12 Temmuz 2014 Cumartesi

Hekimoğlu İsmail - Fani dünyada dertler de fanidir

Hekimoğlu İsmail - Fani dünyada dertler de fanidir


Hekimoğlu İsmail
 

Fani dünyada dertler de fanidir

 
 
Peygamberimiz, “Dünya ile benim misalim, bir ağacın altında gölgelenip sonra terk edip giden yolcunun misali gibidir.” diyor. Anlıyoruz ki dünya fanidir. Fani dünyada dertler de fanidir, imtihan içindir.
 
 
Mülk Sûresi’nde buyruluyor: “O, hanginizin daha güzel amel yapacağını sınamak için ölümü ve hayatı yaratandır.” Öyleyse kolaylıkların en azı ve en çoğu, zorlukların da en azı ve en çoğu imtihan vesilesidir. Buna göre rahatlığa çok sevinmek, müşkülata çok üzülmek manasızdır.
İnsanlar bol bol isterler. Evli çiftler çocuk ister. Bu Allah’ın verdiği bir duygudur. Çocuk olur ya da olmaz. Her mesele gibi bu da Allah’ın takdiri iledir.
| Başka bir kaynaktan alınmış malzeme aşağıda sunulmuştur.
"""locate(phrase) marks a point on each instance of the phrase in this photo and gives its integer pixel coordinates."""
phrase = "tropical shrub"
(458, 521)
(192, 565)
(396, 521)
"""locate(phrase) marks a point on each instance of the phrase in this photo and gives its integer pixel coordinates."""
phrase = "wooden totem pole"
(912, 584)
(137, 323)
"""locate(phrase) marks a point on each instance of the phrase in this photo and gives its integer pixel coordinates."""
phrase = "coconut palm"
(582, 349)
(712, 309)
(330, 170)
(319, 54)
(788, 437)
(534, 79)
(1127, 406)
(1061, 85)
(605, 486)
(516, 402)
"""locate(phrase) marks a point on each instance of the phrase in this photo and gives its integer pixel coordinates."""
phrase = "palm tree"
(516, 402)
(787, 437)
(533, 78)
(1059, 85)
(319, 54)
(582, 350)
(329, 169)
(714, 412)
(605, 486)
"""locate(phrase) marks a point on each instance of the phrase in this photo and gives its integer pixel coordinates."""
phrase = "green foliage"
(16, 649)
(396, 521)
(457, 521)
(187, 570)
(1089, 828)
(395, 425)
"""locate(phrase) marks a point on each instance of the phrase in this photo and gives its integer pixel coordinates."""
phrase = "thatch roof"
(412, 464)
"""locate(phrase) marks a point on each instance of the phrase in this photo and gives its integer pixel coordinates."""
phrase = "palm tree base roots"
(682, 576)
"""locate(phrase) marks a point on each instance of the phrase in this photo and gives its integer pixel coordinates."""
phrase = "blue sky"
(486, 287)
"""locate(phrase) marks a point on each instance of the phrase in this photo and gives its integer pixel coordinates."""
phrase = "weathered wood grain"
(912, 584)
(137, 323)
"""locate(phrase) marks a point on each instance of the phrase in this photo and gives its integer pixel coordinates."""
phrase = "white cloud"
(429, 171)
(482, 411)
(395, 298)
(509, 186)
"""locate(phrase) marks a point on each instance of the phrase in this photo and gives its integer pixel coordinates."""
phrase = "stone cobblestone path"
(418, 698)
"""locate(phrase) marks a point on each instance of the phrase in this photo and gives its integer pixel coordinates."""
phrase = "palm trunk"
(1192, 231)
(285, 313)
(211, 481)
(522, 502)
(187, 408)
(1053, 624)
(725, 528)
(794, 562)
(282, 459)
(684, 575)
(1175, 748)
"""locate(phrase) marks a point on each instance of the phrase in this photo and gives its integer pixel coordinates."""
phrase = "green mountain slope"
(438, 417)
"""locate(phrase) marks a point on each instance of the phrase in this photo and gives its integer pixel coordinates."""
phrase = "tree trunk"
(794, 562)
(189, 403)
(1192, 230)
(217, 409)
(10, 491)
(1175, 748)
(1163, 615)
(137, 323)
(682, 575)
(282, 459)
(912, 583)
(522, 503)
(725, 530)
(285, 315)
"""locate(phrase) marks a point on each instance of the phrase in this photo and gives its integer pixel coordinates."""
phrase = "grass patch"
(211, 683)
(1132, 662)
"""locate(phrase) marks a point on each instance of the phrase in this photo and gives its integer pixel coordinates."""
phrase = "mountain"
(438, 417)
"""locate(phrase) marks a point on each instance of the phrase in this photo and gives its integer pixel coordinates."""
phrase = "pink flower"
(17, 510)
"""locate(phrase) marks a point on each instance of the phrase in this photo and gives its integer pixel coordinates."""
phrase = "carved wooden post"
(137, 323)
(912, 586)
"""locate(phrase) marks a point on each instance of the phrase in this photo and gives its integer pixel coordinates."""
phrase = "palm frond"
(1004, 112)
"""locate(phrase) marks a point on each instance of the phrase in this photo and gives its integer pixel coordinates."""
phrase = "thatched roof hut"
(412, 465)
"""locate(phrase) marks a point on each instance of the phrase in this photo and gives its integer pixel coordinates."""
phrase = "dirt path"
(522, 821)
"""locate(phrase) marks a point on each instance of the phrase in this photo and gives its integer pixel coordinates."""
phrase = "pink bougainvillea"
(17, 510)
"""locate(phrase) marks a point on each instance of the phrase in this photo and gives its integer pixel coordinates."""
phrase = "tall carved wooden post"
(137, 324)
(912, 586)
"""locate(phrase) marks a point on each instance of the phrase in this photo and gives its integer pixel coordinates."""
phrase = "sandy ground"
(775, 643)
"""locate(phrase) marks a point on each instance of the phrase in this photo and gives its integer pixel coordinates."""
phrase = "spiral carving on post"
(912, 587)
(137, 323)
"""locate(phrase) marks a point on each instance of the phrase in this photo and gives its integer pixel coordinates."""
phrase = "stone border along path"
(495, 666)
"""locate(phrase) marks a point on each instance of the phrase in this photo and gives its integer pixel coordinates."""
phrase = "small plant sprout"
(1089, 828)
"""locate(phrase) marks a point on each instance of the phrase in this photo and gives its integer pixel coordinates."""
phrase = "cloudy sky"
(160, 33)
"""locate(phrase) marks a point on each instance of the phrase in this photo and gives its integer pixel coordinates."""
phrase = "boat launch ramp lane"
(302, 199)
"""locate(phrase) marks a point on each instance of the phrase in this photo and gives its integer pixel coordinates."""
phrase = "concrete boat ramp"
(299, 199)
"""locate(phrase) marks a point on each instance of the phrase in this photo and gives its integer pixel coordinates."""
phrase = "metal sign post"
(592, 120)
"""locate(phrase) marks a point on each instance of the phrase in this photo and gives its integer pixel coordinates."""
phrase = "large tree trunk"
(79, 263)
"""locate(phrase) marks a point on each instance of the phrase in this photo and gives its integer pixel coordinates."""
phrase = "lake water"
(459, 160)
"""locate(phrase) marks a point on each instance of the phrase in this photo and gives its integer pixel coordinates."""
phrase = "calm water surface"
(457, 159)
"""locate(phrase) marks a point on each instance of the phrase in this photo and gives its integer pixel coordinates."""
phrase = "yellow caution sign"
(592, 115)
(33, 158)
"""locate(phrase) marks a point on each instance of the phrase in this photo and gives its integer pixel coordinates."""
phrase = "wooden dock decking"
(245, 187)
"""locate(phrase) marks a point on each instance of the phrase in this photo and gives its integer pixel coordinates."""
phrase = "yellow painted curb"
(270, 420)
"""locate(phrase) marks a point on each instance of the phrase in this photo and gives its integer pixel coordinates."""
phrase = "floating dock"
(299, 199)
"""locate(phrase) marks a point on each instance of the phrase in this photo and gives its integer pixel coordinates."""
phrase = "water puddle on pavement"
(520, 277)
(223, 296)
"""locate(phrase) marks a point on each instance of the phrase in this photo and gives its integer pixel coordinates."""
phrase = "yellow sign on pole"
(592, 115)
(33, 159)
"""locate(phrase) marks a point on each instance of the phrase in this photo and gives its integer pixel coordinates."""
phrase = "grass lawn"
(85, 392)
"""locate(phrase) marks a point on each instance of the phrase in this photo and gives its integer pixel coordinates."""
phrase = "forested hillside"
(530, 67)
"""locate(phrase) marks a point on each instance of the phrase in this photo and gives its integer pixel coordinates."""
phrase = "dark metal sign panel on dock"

Çocuk sahibi olmamak gibi olmak da çok büyük bir imtihandır. Çocuk sahibi olmak bir insanın sorumluluğunu almak demektir. Çocuğun beslenmesi, giyimi, sağlığı, eğitimi, terbiyesi, dini öğretimi… Hiç kolay değildir.
 
 
Çocuk doğuştan sağlıklıdır yahut değildir. Bu da ayrı bir imtihandır. Engelli yavrularına annelerinin hizmet etmesi Allah’ın şefkatindendir. Kadıncağız kapı komşusuna gitse nefesi daralır, yüreği sıkışır. Aklı çocuğunda kalır. Bu halde beş dakika oturduktan sonra, gidip çocuğa bakayım, diyerek kalkar. Her işini bırakıp hasta çocuğuna koşar.
 
 
Her canlının vazifesi vardır. Karşı binada, pencerenin içinde ot yeşermiş. Su yok, yeteri kadar toprak yok. Hayır, demiş, Allah bana yeşer dedi, ben de filiz verip yaprak açacağım. Bana göre bu ot kahramandır.
 
 
Çocuklar kendi işlerini kendileri göremezler, büyüdükçe kendilerine yetmeye başlarlar. Ancak engelli çocuk büyüse de tamamen kendine yetemez, her zaman bir çocuk çaresizliğinde kalır. Bu yavrular anne-babalarını belki göremez, belki onların ellerinden tutamaz, belki onlara gülümseyemez, belki minnetlerini dile getiremez. Fakat koca insanlar olduklarında da anne-babaları onlara küçük çocuk gibi bakmaya devam eder. Allah, onları bununla vazifelendirmiş. İşte, engelli çocuklarına hayatlarını adayan anne-babalar da birer kahramandır.
 
 
Bu dünyanın sonunda cennet gibi çok kıymetli bir kazanç vardır. Allah’ın verdiği vazifeyi yerine getiren kulların bu kazanca ulaşacakları kesindir.
 
 
Ota da, güneşe de hâkim olan Allah’tır. Annelere de, babalara da, evlatlarına da hâkim olan Allah’tır.
 
 
Üsküdar’da saatçi bir arkadaşım vardı. Oğlu bacaklarını doğuştan hiç kullanamıyordu, yürüyemiyordu. Çocuk on sekiz yaşına kadar yatalak halde yaşadı. Ebeveyni ona hizmet etti. Oğlu öldükten sonra arkadaşım dedi ki: “Yaşamasını isterdim. Onu arıyorum. O evimizin huzuruydu, bereketiydi. Acısını çekiyoruz.” Çocuk, kocaman delikanlı olmuş. Annesi babası onu besliyor, temizliyor. Şikâyet etmiyor. Huzurlular. Biliyorlar, bu dünya başıboş değil. İnsan dağdan yuvarlanıp dünyaya düşmüş bir taş değil. Bizi Allah yarattı, kullarına sahip çıkıyor. Sağlıklı ana babaya da, engelli yavruya da sahip çıkıyor.
 
 
Sağlığı yerinde olan insanlar şunu unutmamalıdır: Asıl engelimiz ahirette başımızı yakacak işlerimizdir.